Funeral Ceremonies (Smutecni slavnost).

Zdenek Sirovy in Person "Where there is no truth, there is no art," said the writer Eva Kanturkova, whose short novel Funeral Ceremonies looked back at the totalitarian effect of collectivization in the postwar years. Her screen adaptation, written in collaboration with director Zdenek Sirovy, transforms the tale of a woman's attempts to bury her husband in his native village into a stark drama with classical overtones; meticulously shot in black-and-white, it appears at once authentic and mythic. The film is divided into three parts: In the first, set in 1965, Matylda (Jaroslava Ticha), whose husband Chladil is on his deathbed, journeys to their native village to negotiate for his burial with an adversarial councilman who has the local priest cowed. The second part is a flashback to the early spring of 1951, when Chladil, speaking out against collectivization, is stripped of his land and banished from the village. In the third part, his funeral becomes a silent vigil of protest. Filmed in the midst of the 1968 Soviet invasion, Funeral Ceremonies was immediately banned and its director made to leave the Barrandov studios.
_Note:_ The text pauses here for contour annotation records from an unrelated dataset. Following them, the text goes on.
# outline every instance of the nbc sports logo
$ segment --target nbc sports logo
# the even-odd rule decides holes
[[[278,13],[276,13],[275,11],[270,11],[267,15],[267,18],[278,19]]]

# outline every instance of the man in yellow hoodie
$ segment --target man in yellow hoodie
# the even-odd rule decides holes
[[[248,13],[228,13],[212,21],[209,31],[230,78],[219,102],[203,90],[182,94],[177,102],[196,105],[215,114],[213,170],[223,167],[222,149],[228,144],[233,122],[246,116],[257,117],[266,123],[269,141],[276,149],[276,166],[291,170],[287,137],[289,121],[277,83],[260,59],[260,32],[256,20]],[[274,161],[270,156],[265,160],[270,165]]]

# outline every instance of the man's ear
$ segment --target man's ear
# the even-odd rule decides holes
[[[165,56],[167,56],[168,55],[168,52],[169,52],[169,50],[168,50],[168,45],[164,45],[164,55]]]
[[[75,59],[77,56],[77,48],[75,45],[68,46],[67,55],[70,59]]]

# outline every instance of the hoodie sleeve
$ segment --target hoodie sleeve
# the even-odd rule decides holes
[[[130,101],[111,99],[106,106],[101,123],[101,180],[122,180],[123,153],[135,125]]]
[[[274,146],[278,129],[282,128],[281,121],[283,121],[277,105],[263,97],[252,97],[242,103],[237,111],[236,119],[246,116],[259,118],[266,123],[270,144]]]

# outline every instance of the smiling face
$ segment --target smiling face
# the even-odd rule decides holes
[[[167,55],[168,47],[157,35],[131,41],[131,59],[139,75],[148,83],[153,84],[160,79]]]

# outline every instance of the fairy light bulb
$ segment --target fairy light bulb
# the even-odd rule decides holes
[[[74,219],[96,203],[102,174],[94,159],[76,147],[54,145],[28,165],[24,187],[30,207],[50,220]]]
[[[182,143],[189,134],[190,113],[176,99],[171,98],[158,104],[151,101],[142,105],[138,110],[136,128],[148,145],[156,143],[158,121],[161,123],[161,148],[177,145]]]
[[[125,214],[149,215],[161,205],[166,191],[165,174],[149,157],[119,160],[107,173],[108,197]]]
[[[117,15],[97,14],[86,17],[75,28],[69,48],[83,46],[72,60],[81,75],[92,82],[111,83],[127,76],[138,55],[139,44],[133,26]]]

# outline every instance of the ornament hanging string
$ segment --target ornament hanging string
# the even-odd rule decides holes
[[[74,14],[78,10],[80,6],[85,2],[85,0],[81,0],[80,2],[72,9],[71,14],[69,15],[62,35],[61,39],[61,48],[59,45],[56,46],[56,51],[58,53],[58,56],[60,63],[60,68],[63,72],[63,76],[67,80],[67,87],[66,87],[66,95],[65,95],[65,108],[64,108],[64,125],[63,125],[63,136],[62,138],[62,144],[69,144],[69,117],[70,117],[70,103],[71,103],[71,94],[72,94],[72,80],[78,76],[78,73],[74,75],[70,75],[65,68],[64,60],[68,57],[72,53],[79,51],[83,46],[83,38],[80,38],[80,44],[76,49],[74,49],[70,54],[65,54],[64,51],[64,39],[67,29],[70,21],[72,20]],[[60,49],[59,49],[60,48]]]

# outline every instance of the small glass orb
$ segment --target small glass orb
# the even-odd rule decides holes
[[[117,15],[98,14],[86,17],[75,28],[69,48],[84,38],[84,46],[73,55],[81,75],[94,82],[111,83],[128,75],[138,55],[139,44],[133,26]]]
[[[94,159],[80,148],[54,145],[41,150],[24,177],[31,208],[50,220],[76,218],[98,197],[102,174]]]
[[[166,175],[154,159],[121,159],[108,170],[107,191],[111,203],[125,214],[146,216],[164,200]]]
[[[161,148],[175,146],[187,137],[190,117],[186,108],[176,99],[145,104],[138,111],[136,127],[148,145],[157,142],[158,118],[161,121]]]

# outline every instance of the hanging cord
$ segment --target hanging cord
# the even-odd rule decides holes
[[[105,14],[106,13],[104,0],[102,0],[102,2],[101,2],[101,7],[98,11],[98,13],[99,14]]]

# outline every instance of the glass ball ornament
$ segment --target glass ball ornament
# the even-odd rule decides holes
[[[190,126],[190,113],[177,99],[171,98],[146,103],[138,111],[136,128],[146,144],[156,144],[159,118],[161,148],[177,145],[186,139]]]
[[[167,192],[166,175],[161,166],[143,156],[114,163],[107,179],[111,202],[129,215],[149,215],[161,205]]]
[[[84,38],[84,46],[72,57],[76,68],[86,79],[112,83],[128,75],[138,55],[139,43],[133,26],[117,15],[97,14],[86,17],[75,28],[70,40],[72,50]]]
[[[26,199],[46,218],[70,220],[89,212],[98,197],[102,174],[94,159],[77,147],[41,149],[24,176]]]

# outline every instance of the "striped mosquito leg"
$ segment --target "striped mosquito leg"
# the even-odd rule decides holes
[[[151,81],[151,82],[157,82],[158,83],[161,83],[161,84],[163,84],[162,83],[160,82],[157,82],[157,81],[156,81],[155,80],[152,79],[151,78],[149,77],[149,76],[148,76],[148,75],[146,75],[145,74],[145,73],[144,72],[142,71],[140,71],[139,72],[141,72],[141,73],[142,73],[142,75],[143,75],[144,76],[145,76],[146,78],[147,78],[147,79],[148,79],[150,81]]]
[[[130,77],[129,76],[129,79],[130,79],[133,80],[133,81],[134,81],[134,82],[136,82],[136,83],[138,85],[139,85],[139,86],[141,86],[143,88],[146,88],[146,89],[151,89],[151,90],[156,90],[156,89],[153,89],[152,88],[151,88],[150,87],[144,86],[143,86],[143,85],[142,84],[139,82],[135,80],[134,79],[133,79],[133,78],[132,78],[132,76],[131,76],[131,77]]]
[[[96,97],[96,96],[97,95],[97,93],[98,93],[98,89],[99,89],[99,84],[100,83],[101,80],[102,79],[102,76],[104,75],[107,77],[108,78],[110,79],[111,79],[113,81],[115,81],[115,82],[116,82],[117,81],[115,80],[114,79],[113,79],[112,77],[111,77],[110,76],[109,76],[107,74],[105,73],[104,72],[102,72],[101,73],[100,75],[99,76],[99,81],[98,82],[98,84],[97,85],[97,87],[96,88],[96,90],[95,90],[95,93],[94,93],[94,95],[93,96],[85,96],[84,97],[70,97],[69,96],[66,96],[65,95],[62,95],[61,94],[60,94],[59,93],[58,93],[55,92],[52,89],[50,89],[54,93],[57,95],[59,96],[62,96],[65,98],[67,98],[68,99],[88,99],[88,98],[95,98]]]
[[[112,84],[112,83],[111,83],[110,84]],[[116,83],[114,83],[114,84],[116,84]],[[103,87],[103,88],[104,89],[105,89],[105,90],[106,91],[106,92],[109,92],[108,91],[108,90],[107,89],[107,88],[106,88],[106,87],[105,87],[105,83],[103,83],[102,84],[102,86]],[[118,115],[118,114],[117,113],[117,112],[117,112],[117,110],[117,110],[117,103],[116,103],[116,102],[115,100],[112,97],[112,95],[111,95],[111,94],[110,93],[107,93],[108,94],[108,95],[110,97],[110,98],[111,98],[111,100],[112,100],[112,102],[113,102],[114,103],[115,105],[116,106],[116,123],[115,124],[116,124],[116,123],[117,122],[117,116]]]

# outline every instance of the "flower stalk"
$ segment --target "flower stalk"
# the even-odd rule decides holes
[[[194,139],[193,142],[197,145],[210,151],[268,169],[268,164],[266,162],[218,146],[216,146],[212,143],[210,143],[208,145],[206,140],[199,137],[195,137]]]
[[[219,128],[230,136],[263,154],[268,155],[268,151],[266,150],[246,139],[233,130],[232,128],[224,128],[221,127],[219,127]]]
It showed in a clandestine screening on the very eve of the student demonstration of November 17, 1989, which it was said to have influenced; was awarded the grand prize (the Golden Nail) for shelved films at the Bratislava Festival '90; had its official premiere last May, with President Vaclav Havel in attendance; and was a highlight of the recent Karlovy Vary film festival and selected for the 1990 Montreal Film Festival.